(Damn that’s a good title)
We watched a program about the Embarrassing ‘80s last night. It was one of those “top 100 lists” type programs that give an excuse for desperate Z-list celebs to get on the screen and voice an opinion.
It was fun to look back at the terrifically excessive 1980s where shoulder pads, Lycra and leg warmers ruled the earth. I’m guessing that the 1980s was the one decade where it would be difficult to limit the list to just 100 embarrassments. The 1970s had just two embarrassing things: mullets and George Best. Both are now thankfully dead. The 90’s were just way too dull. The most embarrassing thing about that particular decade was the music. All of it. The 90s had The Worst Music Ever.
This decade (naughties? zeroes?) is a likely contender for the Most Embarrassing Decade, ever, and it’s not even over yet. The 70s had The Thatchers (Margaret, Dennis and their son Mark) all of whom were very, very embarrassing for different reasons. Margaret because we voted the most Evil Woman Ever as dictator, Dennis because he was a walking caricature and Mark because he was both rich and stupid. That’s one heck of a gene pool, folks.
In this decade we have lapdog Tony Blair the embarrassment of a PM and true comedy politics where all other parties are playing the game of Swap the Leader. It says something when the BNP are taken more seriously than the Conservatives. Now, that’s embarrassing!
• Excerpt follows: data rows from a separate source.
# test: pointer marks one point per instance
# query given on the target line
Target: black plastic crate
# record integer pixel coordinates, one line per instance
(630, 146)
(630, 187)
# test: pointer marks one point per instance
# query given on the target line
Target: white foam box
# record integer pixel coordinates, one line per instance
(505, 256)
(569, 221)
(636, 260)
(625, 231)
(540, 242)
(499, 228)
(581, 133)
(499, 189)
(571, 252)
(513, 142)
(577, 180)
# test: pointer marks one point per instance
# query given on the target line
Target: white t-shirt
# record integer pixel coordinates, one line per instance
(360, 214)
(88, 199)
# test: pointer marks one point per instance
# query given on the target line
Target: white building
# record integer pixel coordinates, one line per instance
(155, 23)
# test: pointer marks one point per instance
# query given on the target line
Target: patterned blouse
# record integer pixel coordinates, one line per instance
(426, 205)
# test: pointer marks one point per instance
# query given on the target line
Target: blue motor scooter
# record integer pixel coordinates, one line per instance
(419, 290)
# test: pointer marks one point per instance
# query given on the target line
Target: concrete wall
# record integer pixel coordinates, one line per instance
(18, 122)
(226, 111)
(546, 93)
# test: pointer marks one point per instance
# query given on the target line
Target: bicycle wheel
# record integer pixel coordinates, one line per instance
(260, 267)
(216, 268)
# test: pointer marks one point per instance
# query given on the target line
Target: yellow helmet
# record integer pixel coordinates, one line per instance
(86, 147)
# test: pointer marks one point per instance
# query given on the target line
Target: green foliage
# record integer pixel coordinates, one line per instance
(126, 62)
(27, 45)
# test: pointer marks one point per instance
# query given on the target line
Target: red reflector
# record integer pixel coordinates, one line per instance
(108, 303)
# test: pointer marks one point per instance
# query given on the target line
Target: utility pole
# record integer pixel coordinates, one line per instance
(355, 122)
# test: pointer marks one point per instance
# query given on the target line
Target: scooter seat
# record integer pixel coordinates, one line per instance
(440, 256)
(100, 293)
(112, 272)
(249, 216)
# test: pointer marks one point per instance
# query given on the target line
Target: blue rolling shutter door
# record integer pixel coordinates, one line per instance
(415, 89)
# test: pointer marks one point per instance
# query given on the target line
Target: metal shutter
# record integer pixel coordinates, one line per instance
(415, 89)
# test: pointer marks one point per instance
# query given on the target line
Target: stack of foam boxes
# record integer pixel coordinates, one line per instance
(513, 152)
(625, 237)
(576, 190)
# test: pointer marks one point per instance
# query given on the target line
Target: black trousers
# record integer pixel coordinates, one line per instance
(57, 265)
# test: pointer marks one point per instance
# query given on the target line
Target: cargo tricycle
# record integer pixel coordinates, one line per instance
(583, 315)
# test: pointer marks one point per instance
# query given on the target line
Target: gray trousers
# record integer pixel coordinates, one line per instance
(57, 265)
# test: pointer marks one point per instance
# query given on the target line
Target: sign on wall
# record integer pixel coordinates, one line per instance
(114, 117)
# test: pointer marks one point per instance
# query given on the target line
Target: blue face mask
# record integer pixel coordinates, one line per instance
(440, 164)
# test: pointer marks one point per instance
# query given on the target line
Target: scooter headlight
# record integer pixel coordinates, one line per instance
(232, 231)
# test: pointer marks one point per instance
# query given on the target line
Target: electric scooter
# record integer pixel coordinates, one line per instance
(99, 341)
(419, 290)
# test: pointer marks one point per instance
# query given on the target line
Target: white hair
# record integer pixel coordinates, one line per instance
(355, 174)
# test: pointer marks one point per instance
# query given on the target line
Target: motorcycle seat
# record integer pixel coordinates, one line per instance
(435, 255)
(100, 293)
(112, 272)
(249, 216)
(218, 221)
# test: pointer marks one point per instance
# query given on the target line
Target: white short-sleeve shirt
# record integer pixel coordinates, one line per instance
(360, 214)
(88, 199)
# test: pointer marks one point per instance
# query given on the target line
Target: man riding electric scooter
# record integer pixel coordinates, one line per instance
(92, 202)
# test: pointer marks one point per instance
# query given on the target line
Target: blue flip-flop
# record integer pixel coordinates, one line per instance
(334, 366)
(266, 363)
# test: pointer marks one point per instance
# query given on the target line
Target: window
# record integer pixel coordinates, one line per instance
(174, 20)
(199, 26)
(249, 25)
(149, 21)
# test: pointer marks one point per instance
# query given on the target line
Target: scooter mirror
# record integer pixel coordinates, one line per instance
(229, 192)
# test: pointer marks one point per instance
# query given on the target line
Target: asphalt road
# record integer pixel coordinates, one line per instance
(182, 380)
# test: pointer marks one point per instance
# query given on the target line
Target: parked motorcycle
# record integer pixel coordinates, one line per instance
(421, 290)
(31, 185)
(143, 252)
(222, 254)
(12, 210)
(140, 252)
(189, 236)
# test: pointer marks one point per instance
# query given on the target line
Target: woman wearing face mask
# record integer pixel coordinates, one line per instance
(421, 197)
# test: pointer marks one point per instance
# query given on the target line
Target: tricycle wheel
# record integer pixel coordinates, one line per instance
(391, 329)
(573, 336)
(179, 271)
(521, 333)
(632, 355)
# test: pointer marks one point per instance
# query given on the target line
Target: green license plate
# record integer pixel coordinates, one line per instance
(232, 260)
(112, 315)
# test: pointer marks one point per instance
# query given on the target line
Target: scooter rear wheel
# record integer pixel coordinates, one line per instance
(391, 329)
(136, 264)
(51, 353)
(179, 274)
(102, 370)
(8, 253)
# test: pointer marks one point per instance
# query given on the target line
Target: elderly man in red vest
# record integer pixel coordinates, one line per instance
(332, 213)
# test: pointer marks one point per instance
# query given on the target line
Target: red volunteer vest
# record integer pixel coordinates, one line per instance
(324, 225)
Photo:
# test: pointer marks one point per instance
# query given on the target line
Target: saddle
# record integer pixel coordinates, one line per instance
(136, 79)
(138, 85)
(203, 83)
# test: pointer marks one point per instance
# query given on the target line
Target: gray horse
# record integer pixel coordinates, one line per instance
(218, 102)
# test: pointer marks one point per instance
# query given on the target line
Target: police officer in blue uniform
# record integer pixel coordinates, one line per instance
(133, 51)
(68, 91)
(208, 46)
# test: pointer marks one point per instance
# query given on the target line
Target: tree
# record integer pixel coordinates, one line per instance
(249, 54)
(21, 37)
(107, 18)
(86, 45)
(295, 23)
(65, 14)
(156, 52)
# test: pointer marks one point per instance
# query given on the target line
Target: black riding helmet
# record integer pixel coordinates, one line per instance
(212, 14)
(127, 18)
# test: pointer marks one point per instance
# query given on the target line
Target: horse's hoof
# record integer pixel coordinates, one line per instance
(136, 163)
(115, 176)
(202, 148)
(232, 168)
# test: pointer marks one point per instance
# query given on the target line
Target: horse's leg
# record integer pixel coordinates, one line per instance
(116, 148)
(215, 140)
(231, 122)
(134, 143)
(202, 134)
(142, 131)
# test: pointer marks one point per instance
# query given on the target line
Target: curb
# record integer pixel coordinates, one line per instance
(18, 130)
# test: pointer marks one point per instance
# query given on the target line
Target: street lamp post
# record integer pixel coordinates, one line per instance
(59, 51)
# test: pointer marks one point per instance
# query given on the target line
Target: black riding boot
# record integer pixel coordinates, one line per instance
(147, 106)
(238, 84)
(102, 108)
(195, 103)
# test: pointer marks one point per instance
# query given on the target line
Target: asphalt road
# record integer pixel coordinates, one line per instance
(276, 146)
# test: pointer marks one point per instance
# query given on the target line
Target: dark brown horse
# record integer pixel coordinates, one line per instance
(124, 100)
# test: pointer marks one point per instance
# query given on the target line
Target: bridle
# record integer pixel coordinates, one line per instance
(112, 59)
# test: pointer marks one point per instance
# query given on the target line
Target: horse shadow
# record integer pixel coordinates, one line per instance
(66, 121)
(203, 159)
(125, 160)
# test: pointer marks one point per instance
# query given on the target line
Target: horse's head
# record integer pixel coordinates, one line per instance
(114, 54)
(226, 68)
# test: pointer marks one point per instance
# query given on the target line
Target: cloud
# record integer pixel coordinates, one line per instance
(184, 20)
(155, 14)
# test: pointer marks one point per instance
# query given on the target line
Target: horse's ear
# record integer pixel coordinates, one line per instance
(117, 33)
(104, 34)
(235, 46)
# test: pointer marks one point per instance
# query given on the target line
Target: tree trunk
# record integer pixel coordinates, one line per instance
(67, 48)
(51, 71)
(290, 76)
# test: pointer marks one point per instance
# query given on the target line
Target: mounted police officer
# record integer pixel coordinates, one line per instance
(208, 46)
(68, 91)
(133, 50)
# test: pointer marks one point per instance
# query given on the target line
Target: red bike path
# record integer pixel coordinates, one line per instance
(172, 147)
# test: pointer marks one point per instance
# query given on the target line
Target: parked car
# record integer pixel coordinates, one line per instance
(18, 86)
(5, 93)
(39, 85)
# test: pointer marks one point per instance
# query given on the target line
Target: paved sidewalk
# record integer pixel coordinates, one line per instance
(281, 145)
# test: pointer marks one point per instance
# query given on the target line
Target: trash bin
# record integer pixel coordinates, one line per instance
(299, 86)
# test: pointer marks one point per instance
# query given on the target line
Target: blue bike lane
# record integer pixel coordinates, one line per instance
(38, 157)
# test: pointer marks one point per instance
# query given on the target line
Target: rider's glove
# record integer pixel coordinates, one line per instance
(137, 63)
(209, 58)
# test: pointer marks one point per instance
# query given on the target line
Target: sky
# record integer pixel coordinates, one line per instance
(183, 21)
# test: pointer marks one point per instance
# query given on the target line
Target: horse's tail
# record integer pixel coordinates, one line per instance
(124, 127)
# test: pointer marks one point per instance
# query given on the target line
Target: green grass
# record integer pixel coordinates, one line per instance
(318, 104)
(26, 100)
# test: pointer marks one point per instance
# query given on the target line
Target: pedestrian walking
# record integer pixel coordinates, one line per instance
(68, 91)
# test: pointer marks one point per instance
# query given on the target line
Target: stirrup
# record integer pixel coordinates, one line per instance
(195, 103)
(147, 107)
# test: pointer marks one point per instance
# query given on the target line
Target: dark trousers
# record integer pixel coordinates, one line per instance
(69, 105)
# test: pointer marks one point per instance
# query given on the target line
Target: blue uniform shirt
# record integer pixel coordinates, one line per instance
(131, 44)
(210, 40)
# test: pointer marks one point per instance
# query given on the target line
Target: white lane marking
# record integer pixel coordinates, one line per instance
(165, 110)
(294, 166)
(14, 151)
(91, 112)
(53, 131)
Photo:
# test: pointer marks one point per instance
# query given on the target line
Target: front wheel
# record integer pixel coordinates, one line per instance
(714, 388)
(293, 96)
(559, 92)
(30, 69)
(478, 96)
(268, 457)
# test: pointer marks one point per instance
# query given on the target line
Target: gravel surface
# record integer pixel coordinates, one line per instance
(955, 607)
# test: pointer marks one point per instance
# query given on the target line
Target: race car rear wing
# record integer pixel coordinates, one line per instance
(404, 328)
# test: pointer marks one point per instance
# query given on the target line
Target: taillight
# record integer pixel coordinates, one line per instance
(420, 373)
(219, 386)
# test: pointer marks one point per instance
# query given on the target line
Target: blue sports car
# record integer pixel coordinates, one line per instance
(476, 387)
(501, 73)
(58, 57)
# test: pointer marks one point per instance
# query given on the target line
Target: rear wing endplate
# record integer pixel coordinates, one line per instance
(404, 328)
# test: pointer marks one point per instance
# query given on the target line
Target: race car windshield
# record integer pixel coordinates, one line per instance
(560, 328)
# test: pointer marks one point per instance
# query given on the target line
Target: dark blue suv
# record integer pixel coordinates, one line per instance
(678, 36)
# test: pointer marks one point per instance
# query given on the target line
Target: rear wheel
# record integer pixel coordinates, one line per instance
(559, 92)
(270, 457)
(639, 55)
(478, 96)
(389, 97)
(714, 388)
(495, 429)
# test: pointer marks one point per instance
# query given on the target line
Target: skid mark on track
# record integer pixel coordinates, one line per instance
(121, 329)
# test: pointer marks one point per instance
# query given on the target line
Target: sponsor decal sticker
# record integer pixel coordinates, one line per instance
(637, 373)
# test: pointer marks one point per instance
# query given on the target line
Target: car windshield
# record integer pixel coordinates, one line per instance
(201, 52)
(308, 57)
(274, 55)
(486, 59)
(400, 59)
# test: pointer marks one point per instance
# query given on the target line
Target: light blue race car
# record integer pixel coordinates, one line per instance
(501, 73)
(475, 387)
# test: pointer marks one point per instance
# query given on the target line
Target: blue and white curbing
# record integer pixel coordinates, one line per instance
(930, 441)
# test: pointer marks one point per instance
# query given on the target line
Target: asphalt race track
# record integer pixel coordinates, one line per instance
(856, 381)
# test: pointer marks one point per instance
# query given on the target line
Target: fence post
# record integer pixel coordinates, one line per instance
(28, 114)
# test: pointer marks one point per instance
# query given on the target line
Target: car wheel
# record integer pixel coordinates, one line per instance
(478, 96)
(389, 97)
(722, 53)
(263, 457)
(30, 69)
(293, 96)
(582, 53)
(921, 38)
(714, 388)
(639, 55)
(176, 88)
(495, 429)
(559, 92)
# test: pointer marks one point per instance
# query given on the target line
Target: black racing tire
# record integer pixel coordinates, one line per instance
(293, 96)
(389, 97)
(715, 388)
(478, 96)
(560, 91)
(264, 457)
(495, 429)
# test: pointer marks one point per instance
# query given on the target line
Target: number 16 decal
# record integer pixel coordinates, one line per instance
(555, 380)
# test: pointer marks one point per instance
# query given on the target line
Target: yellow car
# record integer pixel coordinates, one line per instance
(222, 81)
Where the 70s had novelty singles by the truckload, we’ve had Crazy Frog. Thank heaven for small mercies. They had Lycra, we have thongs pulled above the belt line. What is all that about? They had Boy George. We have Pete Burns. Damn. I prefered Boy George! They had the Celebrity Squares, we have Celebrity Big Brother. Come back 1970, all is forgiven!
According to the program, the number one embarrassment from the 80s was Michael Fish the weatherman failing to warn about a hurricane hitting the south of England. I have a lot of sympathy for Michael (hence the title of this post – got there in the end!). This was the era of the C5, Timmy Mallet, The Colbys and Minipops. Michael’s one slipup shouldn’t even be on the scale. Technically, it wasn’t even a hurricane, just a very, very windy storm, but that’s splitting hairs really. Michael’s a nice guy. Leave him alone, ok?